Exporting Map Tiles to Google Earth
Sometimes a flat map just doesn’t cut it. You want to be able to rotate it, skew it, project it onto real-world terrain. Google Earth is great for this, but their aerial imagery only takes you so far in the backcountry. You need trails, contour lines, streams – and you need to be able to match what you’re seeing with the paper map you’ll take into the field.
![]() |
The view past Half Dome into Tenaya Canyon, Yosemite. |
CalTopo now solves this problem by letting you export map layers to Google Earth with only a few clicks. Simply start the CalTopo map browser, navigate to the area you’d like to capture, and click Export to Google Earth in the left navbar. Select the map layer you’d like, hit Export, and open the downloaded KML file.
A few things to know:
- There is a rendering bug with Google Earth that causes transparent images to occasionally show up with black backgrounds.
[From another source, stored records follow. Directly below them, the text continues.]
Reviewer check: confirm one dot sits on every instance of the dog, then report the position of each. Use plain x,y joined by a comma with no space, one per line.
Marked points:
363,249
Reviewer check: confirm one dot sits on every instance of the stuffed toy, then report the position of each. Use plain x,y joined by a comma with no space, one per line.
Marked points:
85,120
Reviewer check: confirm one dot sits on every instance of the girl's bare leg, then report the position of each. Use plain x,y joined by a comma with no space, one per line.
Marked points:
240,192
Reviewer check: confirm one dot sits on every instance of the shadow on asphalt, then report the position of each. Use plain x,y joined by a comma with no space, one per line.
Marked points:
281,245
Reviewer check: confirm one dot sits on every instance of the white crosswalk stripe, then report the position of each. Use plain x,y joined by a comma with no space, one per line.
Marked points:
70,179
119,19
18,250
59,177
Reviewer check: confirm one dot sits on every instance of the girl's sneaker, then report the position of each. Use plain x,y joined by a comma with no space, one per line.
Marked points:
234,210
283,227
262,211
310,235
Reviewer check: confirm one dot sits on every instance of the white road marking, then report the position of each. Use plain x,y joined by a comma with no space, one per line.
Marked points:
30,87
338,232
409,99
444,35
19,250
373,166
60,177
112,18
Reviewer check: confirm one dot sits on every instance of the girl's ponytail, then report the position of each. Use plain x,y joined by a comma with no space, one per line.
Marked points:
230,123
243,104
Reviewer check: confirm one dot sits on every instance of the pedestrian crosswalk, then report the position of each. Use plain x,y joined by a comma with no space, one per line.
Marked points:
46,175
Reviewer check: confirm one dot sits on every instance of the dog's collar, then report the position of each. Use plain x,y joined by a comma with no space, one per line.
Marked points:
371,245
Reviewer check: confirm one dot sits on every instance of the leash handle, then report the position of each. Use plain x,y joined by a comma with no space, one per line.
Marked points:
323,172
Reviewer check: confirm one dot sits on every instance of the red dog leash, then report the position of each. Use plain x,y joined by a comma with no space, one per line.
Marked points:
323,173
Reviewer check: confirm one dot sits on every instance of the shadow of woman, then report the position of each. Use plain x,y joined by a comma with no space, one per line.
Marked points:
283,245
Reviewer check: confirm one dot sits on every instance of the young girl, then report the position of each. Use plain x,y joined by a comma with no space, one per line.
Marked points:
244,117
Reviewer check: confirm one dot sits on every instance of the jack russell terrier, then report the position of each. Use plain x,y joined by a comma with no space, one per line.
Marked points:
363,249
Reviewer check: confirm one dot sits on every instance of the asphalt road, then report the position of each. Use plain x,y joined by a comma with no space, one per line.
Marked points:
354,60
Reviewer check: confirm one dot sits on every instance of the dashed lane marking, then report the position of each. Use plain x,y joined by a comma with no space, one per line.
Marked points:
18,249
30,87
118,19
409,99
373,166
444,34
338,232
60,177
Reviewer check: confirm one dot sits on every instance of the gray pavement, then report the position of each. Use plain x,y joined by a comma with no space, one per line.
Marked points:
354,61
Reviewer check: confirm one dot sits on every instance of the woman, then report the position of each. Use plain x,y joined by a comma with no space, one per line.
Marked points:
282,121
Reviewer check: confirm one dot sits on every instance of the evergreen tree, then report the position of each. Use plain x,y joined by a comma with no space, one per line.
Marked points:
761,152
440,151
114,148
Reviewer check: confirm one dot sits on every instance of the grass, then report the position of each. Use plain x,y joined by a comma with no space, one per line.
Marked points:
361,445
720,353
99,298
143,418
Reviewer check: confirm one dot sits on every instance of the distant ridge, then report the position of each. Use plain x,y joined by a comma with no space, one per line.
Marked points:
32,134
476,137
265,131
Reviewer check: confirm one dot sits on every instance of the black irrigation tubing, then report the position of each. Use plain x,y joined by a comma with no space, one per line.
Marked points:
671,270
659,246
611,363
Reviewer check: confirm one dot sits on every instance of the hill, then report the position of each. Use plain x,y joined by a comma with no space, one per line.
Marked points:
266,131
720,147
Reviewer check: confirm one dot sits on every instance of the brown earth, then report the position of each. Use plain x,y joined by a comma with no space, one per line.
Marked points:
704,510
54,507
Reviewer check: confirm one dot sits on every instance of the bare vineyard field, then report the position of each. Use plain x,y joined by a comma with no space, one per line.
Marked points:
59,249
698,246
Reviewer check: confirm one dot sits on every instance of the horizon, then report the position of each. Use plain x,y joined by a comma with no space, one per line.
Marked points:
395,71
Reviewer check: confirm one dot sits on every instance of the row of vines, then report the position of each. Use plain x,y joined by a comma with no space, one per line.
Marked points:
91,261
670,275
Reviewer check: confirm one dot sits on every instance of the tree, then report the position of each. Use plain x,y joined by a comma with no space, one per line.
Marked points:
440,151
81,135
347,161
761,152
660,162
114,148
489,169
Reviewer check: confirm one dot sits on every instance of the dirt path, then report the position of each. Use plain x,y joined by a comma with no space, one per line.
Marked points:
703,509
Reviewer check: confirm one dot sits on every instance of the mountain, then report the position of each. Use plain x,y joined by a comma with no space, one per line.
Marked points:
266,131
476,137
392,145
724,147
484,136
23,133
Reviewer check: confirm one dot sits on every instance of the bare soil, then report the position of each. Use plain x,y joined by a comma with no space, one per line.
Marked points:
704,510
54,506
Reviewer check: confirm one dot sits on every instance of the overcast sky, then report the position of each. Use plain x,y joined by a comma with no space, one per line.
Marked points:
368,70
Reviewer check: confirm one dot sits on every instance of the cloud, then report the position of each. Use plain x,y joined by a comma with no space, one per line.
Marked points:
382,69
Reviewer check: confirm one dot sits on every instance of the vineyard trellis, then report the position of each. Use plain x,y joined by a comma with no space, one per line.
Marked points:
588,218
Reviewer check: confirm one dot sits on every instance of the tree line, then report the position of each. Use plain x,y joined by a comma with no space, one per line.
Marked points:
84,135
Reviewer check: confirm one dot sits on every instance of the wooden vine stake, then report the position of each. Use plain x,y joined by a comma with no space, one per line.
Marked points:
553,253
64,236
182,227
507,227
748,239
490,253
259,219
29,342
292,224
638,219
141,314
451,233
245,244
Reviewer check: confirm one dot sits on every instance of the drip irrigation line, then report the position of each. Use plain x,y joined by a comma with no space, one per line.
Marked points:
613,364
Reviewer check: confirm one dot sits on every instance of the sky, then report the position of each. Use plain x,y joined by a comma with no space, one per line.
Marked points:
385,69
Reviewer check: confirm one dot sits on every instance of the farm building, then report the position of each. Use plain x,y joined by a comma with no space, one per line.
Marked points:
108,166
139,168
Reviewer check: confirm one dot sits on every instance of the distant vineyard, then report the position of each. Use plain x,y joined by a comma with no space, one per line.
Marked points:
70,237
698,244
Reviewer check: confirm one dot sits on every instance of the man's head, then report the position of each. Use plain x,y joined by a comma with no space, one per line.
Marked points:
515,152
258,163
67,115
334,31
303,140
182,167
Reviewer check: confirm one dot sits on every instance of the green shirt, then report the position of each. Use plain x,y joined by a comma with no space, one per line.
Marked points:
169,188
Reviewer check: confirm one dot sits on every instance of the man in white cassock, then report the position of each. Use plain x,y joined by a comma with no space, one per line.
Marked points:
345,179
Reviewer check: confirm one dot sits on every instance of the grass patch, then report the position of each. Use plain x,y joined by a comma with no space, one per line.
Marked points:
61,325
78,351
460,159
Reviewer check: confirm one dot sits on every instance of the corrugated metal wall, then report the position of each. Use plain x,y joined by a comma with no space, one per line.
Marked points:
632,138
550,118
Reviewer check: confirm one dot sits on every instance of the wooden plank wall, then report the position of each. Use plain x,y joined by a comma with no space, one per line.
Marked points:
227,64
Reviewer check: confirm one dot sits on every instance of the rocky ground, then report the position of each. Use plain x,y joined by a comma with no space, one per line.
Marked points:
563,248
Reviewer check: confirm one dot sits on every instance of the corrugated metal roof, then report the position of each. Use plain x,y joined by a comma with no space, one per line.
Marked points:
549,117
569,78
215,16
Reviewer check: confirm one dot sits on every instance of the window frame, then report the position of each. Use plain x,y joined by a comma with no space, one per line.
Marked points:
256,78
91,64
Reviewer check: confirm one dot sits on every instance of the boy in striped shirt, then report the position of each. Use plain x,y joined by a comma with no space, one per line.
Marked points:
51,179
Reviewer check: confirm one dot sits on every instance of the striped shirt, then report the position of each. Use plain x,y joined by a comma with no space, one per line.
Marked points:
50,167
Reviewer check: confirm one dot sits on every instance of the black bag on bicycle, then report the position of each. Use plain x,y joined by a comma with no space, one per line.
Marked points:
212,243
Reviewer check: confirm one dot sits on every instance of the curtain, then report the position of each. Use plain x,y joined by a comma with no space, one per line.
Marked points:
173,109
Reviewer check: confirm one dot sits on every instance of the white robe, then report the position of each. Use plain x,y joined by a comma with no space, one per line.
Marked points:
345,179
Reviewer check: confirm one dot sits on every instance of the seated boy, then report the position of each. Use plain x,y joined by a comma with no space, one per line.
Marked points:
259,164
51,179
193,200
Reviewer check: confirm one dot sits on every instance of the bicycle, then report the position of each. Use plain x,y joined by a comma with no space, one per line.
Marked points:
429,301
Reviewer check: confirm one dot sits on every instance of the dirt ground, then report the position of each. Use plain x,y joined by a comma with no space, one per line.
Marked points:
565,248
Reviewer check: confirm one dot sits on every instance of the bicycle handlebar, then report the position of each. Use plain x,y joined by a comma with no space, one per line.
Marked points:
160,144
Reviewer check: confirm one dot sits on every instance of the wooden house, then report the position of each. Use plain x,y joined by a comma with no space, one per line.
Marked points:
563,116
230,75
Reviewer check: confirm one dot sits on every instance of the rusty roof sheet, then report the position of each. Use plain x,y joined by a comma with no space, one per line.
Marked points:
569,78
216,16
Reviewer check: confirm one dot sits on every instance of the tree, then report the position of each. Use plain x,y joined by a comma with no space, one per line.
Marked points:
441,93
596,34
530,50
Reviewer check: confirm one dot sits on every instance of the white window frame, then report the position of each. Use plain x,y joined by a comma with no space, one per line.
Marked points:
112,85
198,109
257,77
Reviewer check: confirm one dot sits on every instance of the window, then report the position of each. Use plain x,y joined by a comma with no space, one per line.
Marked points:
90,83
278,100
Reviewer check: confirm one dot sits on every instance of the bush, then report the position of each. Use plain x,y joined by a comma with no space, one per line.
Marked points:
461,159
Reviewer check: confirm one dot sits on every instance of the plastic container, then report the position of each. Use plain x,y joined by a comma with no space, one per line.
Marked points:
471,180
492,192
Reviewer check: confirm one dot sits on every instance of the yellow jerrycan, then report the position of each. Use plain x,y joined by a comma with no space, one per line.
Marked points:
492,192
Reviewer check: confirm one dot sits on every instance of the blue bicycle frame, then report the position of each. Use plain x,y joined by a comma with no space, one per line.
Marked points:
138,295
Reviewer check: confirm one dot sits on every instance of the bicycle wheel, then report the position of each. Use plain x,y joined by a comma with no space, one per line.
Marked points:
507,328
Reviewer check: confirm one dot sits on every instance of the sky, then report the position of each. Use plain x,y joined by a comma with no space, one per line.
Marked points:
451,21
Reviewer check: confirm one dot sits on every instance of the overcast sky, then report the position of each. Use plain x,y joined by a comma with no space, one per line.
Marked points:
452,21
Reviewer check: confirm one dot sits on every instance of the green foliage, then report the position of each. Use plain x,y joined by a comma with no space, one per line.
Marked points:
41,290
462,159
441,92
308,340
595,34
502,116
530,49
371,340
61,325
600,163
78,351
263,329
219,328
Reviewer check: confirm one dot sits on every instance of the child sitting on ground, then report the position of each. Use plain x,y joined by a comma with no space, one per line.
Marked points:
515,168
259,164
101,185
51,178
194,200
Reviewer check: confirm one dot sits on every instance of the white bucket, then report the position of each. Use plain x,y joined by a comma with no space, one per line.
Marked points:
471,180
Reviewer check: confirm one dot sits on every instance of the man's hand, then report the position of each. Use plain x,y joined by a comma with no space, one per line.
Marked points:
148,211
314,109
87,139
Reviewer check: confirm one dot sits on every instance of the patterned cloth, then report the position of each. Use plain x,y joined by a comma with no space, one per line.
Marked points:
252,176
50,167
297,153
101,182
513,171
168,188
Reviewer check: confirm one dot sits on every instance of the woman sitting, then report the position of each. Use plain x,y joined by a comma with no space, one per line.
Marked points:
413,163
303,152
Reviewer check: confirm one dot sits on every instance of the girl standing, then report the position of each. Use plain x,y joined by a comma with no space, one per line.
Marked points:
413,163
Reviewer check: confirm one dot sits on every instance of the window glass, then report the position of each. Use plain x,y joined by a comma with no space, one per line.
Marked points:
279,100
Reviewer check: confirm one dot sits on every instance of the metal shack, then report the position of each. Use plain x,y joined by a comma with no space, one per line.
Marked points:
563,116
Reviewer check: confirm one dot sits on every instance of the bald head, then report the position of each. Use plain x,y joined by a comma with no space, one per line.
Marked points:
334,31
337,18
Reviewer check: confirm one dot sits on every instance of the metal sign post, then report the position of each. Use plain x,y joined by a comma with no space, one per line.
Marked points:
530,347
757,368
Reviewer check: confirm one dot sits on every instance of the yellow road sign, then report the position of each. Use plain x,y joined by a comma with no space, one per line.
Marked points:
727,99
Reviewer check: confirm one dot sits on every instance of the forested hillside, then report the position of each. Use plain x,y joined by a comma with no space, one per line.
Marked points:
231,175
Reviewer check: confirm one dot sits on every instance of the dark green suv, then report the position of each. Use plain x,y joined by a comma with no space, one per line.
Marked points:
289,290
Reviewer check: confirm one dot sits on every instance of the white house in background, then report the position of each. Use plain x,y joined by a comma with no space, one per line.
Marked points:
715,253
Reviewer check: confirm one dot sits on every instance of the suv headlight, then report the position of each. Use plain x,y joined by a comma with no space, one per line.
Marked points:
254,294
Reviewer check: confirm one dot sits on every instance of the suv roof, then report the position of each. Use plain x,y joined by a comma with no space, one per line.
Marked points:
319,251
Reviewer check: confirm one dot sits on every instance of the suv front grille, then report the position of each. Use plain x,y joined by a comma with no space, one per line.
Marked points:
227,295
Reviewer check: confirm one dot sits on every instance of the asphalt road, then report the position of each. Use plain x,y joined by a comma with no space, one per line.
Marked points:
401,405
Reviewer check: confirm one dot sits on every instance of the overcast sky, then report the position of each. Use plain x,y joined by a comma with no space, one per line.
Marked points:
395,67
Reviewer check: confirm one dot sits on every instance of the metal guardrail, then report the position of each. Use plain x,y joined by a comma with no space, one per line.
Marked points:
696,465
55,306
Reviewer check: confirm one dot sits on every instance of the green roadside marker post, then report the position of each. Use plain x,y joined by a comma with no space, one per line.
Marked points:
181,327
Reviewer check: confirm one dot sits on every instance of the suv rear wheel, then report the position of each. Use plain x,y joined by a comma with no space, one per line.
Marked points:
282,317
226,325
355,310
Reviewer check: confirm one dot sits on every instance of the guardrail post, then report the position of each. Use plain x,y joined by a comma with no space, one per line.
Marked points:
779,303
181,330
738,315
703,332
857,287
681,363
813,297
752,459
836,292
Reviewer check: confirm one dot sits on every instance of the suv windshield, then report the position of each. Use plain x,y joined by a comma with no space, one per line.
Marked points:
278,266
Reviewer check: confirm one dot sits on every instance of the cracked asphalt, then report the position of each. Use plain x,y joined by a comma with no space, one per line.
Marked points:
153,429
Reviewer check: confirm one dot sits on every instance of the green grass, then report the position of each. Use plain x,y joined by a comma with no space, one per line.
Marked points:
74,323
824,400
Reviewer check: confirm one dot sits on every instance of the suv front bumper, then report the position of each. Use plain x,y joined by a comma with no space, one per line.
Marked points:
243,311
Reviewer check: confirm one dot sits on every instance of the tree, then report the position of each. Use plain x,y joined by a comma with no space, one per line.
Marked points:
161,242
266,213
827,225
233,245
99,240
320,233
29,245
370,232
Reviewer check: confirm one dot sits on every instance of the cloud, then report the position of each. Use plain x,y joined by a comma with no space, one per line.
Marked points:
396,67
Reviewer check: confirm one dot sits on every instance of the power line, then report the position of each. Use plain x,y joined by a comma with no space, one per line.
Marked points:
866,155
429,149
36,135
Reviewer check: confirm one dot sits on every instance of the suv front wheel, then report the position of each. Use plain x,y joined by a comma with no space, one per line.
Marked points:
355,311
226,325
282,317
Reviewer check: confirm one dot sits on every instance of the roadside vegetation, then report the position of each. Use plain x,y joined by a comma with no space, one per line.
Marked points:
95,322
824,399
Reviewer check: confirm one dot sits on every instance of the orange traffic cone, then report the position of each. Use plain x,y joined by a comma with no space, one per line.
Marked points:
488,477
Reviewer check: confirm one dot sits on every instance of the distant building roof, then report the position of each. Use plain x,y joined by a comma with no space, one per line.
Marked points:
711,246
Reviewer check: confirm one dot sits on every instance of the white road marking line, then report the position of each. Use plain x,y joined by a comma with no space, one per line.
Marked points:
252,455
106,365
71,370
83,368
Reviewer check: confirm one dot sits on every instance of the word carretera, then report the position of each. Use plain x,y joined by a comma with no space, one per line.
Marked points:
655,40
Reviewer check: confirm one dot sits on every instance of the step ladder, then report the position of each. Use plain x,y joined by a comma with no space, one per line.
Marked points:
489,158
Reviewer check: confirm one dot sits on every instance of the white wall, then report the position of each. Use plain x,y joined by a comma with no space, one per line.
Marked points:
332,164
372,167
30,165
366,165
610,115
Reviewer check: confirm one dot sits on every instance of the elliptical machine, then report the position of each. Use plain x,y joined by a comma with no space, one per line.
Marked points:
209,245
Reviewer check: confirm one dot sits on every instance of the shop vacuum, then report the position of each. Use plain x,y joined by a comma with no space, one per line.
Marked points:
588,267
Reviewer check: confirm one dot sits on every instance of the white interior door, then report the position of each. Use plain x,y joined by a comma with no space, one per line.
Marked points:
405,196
This unfortunately affects the slope shading and contour layers; a solution is in the works.
- An export is limited to the current screen, but Google Earth will seamlessly patch multiple exports together.
- For performance reasons, resolution is limited based on the map bounds. Zooming in on a map will get you a higher resolution export that covers a smaller area.
![]() |
Death Valley, CA |
![]() |
Tahoe City, CA circa 1930 |
If you find a map that looks especially cool when loaded in Google Earth, please post it in the comments section.
This feature is awesome, I used it a few days back. Keep up the great work!!
Amazing post
I don't see the "Export to Google Earth". Does this require a subscription?
Sorry, the UI has changed significantly at this point.
For limited extracts, Print -> Print to KMZ.